Unpaid internships don’t favour anyone from a ‘normal’ background, without the connections or bank of mum and dad to rely on. Ruth Millington, arts internship officer, University of Birmingham
Internships are often compulsory for certain degrees. For her MSc in art conservation at the University of Delaware, Anisha Gupta took on “two unpaid internships to get into graduate conservation school. This is likely far fewer than most people.”
The most adverse effect of unpaid internships is its function as a barrier to entry. Sarah Roller, who in 2019 was offered an internship at a London art gallery, with the promise of a job later, says she was told by the owner that because of Brexit, he could not guarantee a formal job and the internship would be unpaid and of indefinite length. “He also told me that my youth and ‘inexperience’ would be great as people prefer buying works from a fresh face,” she says. “I left with such a sour taste in my mouth from that comment and his inability to understand I didn’t live in London so couldn’t work unpaid.”

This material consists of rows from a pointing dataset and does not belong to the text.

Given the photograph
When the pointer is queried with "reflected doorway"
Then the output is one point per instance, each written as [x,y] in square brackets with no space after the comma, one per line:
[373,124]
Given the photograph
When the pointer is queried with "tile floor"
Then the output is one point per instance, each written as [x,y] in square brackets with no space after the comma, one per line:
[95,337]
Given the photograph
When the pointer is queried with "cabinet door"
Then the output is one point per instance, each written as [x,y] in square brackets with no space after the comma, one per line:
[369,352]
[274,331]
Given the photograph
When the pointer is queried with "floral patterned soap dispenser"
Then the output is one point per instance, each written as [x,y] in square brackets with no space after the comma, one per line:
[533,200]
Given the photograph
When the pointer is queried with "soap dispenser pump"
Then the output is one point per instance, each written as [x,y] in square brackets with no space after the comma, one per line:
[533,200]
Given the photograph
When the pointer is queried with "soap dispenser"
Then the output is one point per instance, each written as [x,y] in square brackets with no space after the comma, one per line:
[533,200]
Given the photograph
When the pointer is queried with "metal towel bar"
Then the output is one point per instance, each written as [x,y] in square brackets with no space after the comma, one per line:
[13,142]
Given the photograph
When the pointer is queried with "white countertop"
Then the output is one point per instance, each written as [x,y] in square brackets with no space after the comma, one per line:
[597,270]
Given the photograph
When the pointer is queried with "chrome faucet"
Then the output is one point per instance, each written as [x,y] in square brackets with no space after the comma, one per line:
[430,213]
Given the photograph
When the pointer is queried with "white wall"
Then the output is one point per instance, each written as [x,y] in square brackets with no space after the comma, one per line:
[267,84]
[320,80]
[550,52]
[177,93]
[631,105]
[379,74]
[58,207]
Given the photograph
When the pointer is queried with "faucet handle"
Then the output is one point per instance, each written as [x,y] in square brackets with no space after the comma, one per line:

The culture of unpaid internships is “paired with a tendency to offer them as informal favours to family friends,” Millington says. “It doesn’t favour anyone from a ‘normal’ background, without the connections or bank of mum and dad to rely on.” Gupta, too, cites internships as a “reason historically marginalised groups are systemically kept out”.

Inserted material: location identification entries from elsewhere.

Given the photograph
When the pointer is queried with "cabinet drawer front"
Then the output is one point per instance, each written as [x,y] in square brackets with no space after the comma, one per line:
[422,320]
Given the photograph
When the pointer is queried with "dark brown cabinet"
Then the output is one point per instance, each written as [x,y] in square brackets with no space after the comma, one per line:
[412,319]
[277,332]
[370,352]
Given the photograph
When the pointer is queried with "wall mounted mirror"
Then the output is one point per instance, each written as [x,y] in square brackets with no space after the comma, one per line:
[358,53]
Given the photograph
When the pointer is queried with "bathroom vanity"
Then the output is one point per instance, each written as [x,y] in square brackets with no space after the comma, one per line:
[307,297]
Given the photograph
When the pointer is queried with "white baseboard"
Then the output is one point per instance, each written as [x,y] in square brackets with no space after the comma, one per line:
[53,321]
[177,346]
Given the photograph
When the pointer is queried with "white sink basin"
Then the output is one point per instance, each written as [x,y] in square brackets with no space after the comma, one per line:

An art history postgraduate student—who describes themselves as “a Queer POC [person of colour]” from a “working-class” background—who did an unpaid internship at Kadist gallery in San Francisco, says that they had to work “two on-campus jobs alongside…on top of a full course load”.
If the art world truly wants to improve social mobility and diversity within its workforce, the persistent culture of the unpaid internship has to stop.

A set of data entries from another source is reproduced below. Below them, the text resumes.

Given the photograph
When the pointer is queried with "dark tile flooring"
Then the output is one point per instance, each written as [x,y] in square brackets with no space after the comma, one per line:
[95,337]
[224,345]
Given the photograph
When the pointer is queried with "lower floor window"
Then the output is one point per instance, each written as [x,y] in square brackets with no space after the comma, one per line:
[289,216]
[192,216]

Employers are cautioned against hiring unpaid interns if the internship is seen as free labour, displaces a current employee’s work or is not tied to school credit. They may hire interns to give them experience in the industry, but also pay them minimum wage.
Unpaid internships are legal, despite increasing pressure to outlaw them. However, when the intern is required to do certain work and in return receives expenses, training or similar, they could be considered a worker. If so, the intern has certain statutory employment rights, such as getting paid the minimum wage and holiday pay, which they can enforce.
Interns must be paid if, during the same academic year, the duration of the internship is longer than two consecutive months. Anyone working below this duration is typically not considered an employee and will not be paid. This obligation is specific to student trainees undergoing an introductory internship, initial training or additional initial professional training.
Wages paid to interns should be no less than the rate established by the Statutory Minimum Wage (SMW). But the SMW does not apply to student interns doing work arranged or endorsed by an education institution or work experience students enrolled in a full-time education programme.